You can’t receive the homestead deduction on multiple properties or in multiple states. This deduction only applies to your “principle place of residence.” The total amount of the deduction, which you can receive, is either 60% of the assessed value of the home or a maximum of $45,000.
You don’t need to reapply for this deduction each year. You would only need to reapply if the property is sold or the title is changed. Then the sales disclosure form must be signed and dated by the all parties by December 31, 2012. However, if the seller had already filed the homestead exemption by March 1, 2012, then the seller’s exemption automatically carries forward for the 2013 tax year – depending upon if the new homeowner qualifies for the homestead exemption.
To claim this deduction, you must file the homestead verification form that was mailed with your tax bill by December 31, 2012. Forms can also be found online and at the local tax assessor’s offices. You (and a spouse, if you’re married) must provide the last five digits of your social security number(s) and driver’s license number(s).
Note: If you don’t complete this form, you may lose your homestead deduction starting in 2013.
Mortgage Deduction
If you own property (or a manufactured or mobile home) or are buying property on a mortgage recorded at your Indiana county recorder’s office, you may qualify for the Indiana mortgage exemption. Note: You must owe a balance on this mortgage debt.
To qualify, if you are a new homeowner, you must have had a mortgage as of March 1, 2012. If you closed on a new home prior to March 2, 2012, then you must file for your mortgage exemption by December 31, 2012. However, if you bought a new home on or after March 2, 2012 through February 28, 2013, you have until December 31, 2013 to file for your mortgage exemption.

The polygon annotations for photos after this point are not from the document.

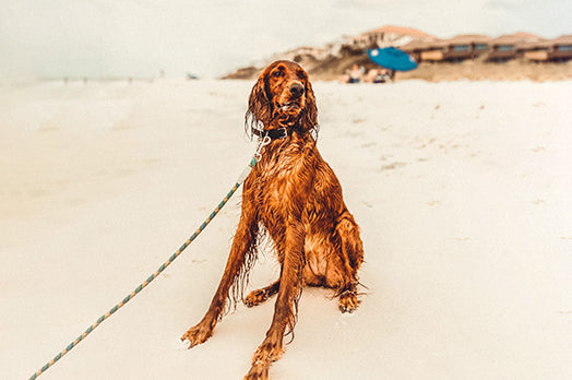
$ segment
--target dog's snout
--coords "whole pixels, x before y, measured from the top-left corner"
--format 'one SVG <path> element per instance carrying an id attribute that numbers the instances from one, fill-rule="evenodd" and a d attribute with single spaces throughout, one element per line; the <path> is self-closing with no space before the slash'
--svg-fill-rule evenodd
<path id="1" fill-rule="evenodd" d="M 294 83 L 290 85 L 290 94 L 294 97 L 300 97 L 303 94 L 303 86 L 299 83 Z"/>

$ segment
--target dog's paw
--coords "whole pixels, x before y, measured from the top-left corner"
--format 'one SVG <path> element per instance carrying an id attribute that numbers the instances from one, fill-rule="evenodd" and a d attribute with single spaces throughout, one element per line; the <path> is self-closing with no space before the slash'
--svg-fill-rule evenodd
<path id="1" fill-rule="evenodd" d="M 189 341 L 189 348 L 194 347 L 198 344 L 206 342 L 213 335 L 213 328 L 199 323 L 193 328 L 190 328 L 182 336 L 181 341 Z"/>
<path id="2" fill-rule="evenodd" d="M 245 380 L 267 380 L 269 378 L 269 365 L 255 365 L 253 364 Z"/>
<path id="3" fill-rule="evenodd" d="M 246 306 L 251 308 L 264 302 L 266 299 L 269 299 L 267 292 L 264 292 L 264 289 L 258 289 L 250 292 L 248 296 L 245 297 L 243 302 Z"/>
<path id="4" fill-rule="evenodd" d="M 339 295 L 339 311 L 354 312 L 360 302 L 355 292 L 346 290 Z"/>

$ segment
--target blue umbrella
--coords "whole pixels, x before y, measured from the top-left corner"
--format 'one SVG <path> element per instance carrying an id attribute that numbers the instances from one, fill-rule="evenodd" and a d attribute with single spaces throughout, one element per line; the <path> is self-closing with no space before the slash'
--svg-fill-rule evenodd
<path id="1" fill-rule="evenodd" d="M 369 58 L 384 67 L 396 71 L 409 71 L 417 69 L 417 62 L 408 54 L 394 47 L 368 50 Z"/>

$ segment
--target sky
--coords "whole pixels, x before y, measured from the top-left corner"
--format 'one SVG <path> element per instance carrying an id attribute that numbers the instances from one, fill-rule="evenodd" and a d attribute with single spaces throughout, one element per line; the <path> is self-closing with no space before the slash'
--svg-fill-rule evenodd
<path id="1" fill-rule="evenodd" d="M 216 78 L 383 25 L 572 34 L 570 0 L 0 0 L 0 79 Z"/>

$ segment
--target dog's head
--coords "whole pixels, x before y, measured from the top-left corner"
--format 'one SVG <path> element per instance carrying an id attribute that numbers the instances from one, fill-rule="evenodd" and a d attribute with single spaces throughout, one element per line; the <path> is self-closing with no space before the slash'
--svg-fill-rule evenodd
<path id="1" fill-rule="evenodd" d="M 260 74 L 250 93 L 246 116 L 249 129 L 278 127 L 315 130 L 318 109 L 306 71 L 296 62 L 275 61 Z"/>

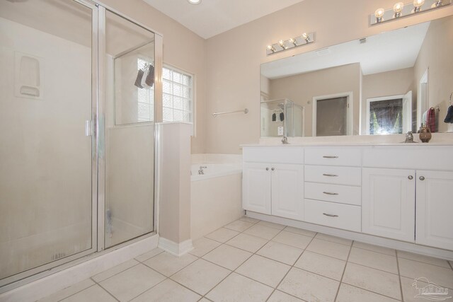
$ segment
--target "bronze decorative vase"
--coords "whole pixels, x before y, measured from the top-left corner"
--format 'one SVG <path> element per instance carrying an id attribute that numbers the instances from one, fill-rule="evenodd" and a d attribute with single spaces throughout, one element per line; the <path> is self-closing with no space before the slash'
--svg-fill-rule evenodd
<path id="1" fill-rule="evenodd" d="M 428 127 L 420 127 L 420 140 L 423 143 L 428 143 L 431 139 L 432 135 L 431 134 L 431 130 Z"/>

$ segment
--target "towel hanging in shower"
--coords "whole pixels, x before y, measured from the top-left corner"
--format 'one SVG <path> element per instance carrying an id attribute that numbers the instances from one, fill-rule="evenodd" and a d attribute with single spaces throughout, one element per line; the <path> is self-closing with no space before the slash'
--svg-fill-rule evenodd
<path id="1" fill-rule="evenodd" d="M 142 88 L 142 79 L 143 79 L 143 75 L 144 74 L 144 71 L 142 69 L 139 69 L 138 73 L 137 74 L 137 79 L 135 79 L 135 85 L 137 87 L 139 88 Z"/>
<path id="2" fill-rule="evenodd" d="M 453 124 L 453 105 L 450 105 L 450 107 L 448 108 L 444 122 Z"/>
<path id="3" fill-rule="evenodd" d="M 151 64 L 149 64 L 148 67 L 148 74 L 147 74 L 147 79 L 144 82 L 149 87 L 152 87 L 154 85 L 154 66 Z"/>

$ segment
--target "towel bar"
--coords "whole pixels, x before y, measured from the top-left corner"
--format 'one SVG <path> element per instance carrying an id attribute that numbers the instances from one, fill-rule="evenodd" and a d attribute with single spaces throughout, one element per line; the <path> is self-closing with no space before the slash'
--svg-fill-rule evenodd
<path id="1" fill-rule="evenodd" d="M 246 108 L 243 110 L 226 111 L 224 112 L 214 112 L 212 113 L 212 116 L 214 117 L 216 117 L 217 115 L 227 115 L 229 113 L 236 113 L 236 112 L 243 112 L 245 115 L 246 115 L 247 113 L 248 113 L 248 109 Z"/>

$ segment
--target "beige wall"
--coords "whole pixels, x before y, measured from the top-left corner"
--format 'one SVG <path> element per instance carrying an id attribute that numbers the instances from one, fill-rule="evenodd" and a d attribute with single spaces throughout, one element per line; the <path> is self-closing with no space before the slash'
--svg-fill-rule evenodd
<path id="1" fill-rule="evenodd" d="M 361 133 L 365 133 L 367 130 L 365 124 L 367 99 L 405 95 L 411 91 L 413 100 L 416 100 L 416 98 L 413 96 L 413 93 L 415 93 L 413 77 L 414 69 L 412 67 L 363 76 L 363 86 L 362 87 L 362 118 L 363 121 L 361 124 Z M 413 100 L 413 111 L 416 110 L 416 106 L 417 104 Z M 413 117 L 417 118 L 415 115 Z"/>
<path id="2" fill-rule="evenodd" d="M 270 99 L 289 98 L 294 103 L 304 107 L 305 136 L 311 137 L 313 98 L 352 91 L 352 133 L 357 134 L 359 133 L 360 72 L 360 64 L 355 63 L 270 80 Z"/>
<path id="3" fill-rule="evenodd" d="M 206 151 L 206 43 L 176 21 L 142 0 L 102 0 L 164 35 L 164 62 L 195 75 L 196 137 L 191 139 L 192 153 Z"/>
<path id="4" fill-rule="evenodd" d="M 207 151 L 237 153 L 241 151 L 240 144 L 258 142 L 261 63 L 453 13 L 451 6 L 377 26 L 369 25 L 371 13 L 379 7 L 391 8 L 394 2 L 304 0 L 208 39 Z M 316 42 L 266 56 L 266 45 L 299 35 L 303 31 L 316 32 Z M 243 108 L 249 109 L 248 115 L 230 115 L 215 119 L 210 116 L 217 110 Z"/>
<path id="5" fill-rule="evenodd" d="M 449 38 L 445 39 L 445 37 Z M 449 96 L 453 91 L 453 71 L 445 66 L 453 66 L 452 54 L 453 20 L 431 22 L 414 67 L 414 82 L 418 89 L 420 78 L 429 69 L 428 108 L 439 106 L 440 109 L 440 112 L 436 111 L 438 116 L 437 129 L 440 132 L 453 131 L 452 124 L 444 122 L 449 105 Z"/>

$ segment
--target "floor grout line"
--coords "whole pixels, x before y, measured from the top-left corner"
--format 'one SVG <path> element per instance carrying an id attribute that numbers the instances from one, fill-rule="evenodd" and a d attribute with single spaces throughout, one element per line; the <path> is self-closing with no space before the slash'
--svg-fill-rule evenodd
<path id="1" fill-rule="evenodd" d="M 403 295 L 403 284 L 401 283 L 401 274 L 399 271 L 399 261 L 398 260 L 398 252 L 395 250 L 395 256 L 396 257 L 396 268 L 398 269 L 398 279 L 399 280 L 399 290 L 401 295 L 401 301 L 404 301 Z"/>
<path id="2" fill-rule="evenodd" d="M 334 301 L 336 301 L 338 298 L 338 294 L 340 293 L 340 288 L 341 287 L 341 284 L 343 283 L 343 278 L 345 277 L 345 272 L 346 272 L 346 267 L 348 267 L 348 262 L 349 262 L 349 256 L 351 255 L 351 250 L 352 250 L 352 244 L 354 244 L 354 241 L 351 243 L 351 247 L 349 249 L 349 252 L 348 253 L 348 257 L 346 257 L 346 262 L 345 263 L 345 267 L 343 269 L 343 274 L 341 274 L 341 278 L 340 279 L 340 283 L 338 283 L 338 288 L 337 289 L 337 292 L 335 294 L 335 298 L 333 298 Z"/>

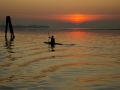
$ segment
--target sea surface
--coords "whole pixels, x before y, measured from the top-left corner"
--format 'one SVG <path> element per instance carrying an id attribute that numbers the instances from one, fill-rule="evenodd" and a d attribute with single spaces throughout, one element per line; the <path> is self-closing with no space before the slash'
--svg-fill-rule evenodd
<path id="1" fill-rule="evenodd" d="M 120 30 L 14 32 L 0 30 L 0 90 L 120 90 Z"/>

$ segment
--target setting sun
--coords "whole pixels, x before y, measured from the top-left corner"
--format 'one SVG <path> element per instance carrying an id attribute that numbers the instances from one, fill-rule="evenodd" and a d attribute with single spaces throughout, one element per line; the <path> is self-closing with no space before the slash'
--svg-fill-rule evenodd
<path id="1" fill-rule="evenodd" d="M 76 24 L 98 19 L 98 17 L 95 15 L 83 15 L 83 14 L 65 14 L 59 15 L 54 18 L 59 19 L 61 21 L 72 22 Z"/>

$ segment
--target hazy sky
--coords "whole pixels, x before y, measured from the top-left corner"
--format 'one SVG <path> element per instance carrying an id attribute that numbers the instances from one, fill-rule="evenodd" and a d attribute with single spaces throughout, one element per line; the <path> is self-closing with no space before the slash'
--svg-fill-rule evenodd
<path id="1" fill-rule="evenodd" d="M 0 0 L 0 24 L 120 28 L 120 0 Z"/>

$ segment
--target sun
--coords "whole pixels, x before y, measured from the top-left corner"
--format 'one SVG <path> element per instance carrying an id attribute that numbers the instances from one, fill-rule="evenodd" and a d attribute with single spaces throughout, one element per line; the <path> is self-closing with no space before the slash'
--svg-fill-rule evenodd
<path id="1" fill-rule="evenodd" d="M 82 23 L 90 20 L 94 20 L 96 17 L 94 15 L 84 15 L 84 14 L 64 14 L 57 17 L 61 21 L 71 22 L 71 23 Z"/>

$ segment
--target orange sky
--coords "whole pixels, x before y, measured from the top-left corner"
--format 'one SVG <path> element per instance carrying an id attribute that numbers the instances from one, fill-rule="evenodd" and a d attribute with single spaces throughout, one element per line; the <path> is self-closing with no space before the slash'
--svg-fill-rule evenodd
<path id="1" fill-rule="evenodd" d="M 120 20 L 119 4 L 120 0 L 1 0 L 0 23 L 7 15 L 16 24 L 37 24 L 43 20 L 75 24 L 95 20 L 115 21 Z"/>

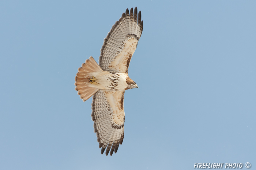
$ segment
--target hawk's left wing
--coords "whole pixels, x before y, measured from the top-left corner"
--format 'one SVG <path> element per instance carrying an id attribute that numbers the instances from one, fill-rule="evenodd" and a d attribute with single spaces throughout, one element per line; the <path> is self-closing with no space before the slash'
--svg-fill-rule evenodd
<path id="1" fill-rule="evenodd" d="M 103 70 L 127 73 L 130 61 L 143 29 L 141 13 L 128 9 L 116 22 L 104 39 L 99 65 Z"/>
<path id="2" fill-rule="evenodd" d="M 116 153 L 124 139 L 124 91 L 99 90 L 93 97 L 91 116 L 94 122 L 94 132 L 97 133 L 99 146 L 102 147 L 101 154 L 107 147 L 107 156 L 111 146 L 110 155 L 114 151 Z"/>

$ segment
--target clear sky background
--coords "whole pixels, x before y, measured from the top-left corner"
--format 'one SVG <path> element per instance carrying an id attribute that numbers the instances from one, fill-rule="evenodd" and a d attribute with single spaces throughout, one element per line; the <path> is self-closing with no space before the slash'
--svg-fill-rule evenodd
<path id="1" fill-rule="evenodd" d="M 125 135 L 100 153 L 92 99 L 75 90 L 127 8 L 144 28 L 131 60 Z M 0 169 L 256 167 L 255 1 L 1 1 Z"/>

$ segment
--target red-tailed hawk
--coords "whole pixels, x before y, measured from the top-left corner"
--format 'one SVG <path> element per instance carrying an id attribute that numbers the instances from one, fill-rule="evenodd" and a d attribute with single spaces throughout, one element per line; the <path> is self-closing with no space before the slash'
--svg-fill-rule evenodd
<path id="1" fill-rule="evenodd" d="M 124 95 L 138 88 L 128 76 L 128 68 L 143 29 L 140 11 L 128 9 L 116 22 L 104 39 L 99 65 L 93 57 L 78 68 L 75 89 L 84 102 L 93 97 L 91 116 L 101 154 L 106 147 L 116 153 L 124 139 Z M 111 148 L 111 147 L 112 147 Z M 111 149 L 111 150 L 110 150 Z"/>

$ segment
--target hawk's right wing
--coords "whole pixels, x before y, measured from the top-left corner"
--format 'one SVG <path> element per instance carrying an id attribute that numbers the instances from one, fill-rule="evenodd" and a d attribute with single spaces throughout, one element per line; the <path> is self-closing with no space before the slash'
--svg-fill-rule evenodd
<path id="1" fill-rule="evenodd" d="M 102 147 L 101 154 L 107 147 L 107 156 L 111 146 L 110 155 L 114 151 L 116 153 L 124 139 L 124 91 L 99 90 L 93 97 L 91 116 L 94 122 L 94 132 L 97 133 L 99 146 Z"/>

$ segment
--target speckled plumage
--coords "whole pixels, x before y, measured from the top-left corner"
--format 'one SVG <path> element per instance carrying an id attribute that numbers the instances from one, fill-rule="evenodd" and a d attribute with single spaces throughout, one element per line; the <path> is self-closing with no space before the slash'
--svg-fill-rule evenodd
<path id="1" fill-rule="evenodd" d="M 126 10 L 104 39 L 99 65 L 92 57 L 78 69 L 75 90 L 83 101 L 93 95 L 92 120 L 101 154 L 112 155 L 124 139 L 125 90 L 138 87 L 128 69 L 143 29 L 140 11 Z"/>

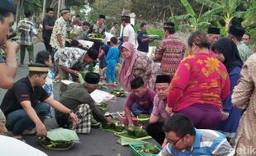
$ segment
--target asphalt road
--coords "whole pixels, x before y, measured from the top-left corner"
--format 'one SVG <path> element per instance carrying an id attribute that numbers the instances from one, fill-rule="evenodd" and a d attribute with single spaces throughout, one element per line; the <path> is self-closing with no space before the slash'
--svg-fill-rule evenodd
<path id="1" fill-rule="evenodd" d="M 43 44 L 36 44 L 34 47 L 35 57 L 37 52 L 45 49 Z M 19 60 L 19 53 L 17 55 Z M 25 57 L 25 62 L 28 60 L 28 55 Z M 17 75 L 16 80 L 27 75 L 27 65 L 24 67 L 18 67 Z M 54 85 L 55 99 L 59 99 L 59 83 Z M 0 89 L 0 101 L 2 101 L 5 89 Z M 116 103 L 108 103 L 109 112 L 113 112 L 116 111 L 123 111 L 126 98 L 117 98 Z M 47 119 L 45 125 L 50 128 L 58 127 L 55 119 Z M 118 137 L 115 136 L 112 133 L 105 132 L 100 129 L 92 129 L 91 132 L 88 135 L 78 135 L 81 143 L 76 144 L 73 149 L 67 151 L 53 151 L 43 148 L 37 140 L 35 135 L 26 135 L 24 139 L 26 143 L 31 146 L 37 148 L 49 156 L 128 156 L 131 155 L 128 147 L 123 147 L 117 144 Z M 154 140 L 149 140 L 149 142 L 155 143 Z"/>

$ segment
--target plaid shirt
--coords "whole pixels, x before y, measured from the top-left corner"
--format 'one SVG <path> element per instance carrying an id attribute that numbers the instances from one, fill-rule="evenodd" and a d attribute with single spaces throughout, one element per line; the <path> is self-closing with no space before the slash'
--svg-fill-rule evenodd
<path id="1" fill-rule="evenodd" d="M 33 21 L 26 18 L 21 20 L 18 23 L 17 29 L 21 32 L 21 44 L 32 45 L 33 34 L 37 34 L 37 30 Z"/>

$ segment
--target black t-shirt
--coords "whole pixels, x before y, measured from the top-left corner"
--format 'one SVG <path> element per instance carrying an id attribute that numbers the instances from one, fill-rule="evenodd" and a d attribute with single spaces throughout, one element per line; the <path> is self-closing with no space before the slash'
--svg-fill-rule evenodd
<path id="1" fill-rule="evenodd" d="M 146 32 L 140 31 L 138 34 L 137 40 L 139 43 L 138 50 L 141 52 L 149 52 L 149 42 L 141 42 L 143 39 L 147 38 L 148 34 Z"/>
<path id="2" fill-rule="evenodd" d="M 14 83 L 12 88 L 5 94 L 0 108 L 7 116 L 13 111 L 22 109 L 22 101 L 31 101 L 34 108 L 47 98 L 49 94 L 42 87 L 36 86 L 33 89 L 28 77 L 24 77 Z"/>
<path id="3" fill-rule="evenodd" d="M 49 16 L 46 16 L 43 20 L 43 38 L 45 39 L 50 39 L 52 30 L 45 30 L 45 25 L 48 26 L 54 26 L 55 23 L 55 19 L 50 18 Z"/>

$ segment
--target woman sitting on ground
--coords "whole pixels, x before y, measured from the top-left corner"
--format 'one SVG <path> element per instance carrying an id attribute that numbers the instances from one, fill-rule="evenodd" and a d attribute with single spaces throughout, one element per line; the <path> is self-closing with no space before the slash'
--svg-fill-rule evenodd
<path id="1" fill-rule="evenodd" d="M 160 67 L 146 55 L 137 52 L 133 44 L 125 42 L 121 46 L 121 55 L 123 57 L 123 64 L 120 70 L 119 82 L 125 89 L 130 92 L 130 80 L 134 77 L 141 76 L 145 86 L 154 89 L 155 77 L 160 72 Z"/>
<path id="2" fill-rule="evenodd" d="M 190 56 L 181 62 L 172 80 L 166 111 L 183 113 L 197 128 L 214 130 L 221 121 L 222 101 L 230 92 L 229 75 L 210 53 L 206 33 L 192 33 L 187 44 Z"/>
<path id="3" fill-rule="evenodd" d="M 238 84 L 240 78 L 241 67 L 243 62 L 235 44 L 227 39 L 219 39 L 212 45 L 213 51 L 216 53 L 216 57 L 225 66 L 230 79 L 230 94 L 223 101 L 222 121 L 219 125 L 218 130 L 221 131 L 230 141 L 235 143 L 235 133 L 241 117 L 241 110 L 234 107 L 231 103 L 233 89 Z"/>

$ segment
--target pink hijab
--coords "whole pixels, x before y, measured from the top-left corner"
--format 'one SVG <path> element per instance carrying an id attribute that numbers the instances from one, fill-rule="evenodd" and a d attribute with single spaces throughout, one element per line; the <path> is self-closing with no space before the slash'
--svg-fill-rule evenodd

The following applies in resale situations:
The total amount of the deduction is either half of the assessed value of the home or a maximum of $3,000. The deduction value can’t exceed the amount that you owe. If you own more than one property, you can only receive mortgage deductions up to $3,000.
To claim this exemption, you’ll need to file an application with your county's auditor or recorder. You must be the legal owner of the property as of the recorder’s date stamped on the deed. Also, you’ll need to provide information on your taxing district and the amount of mortgage still owed on the property.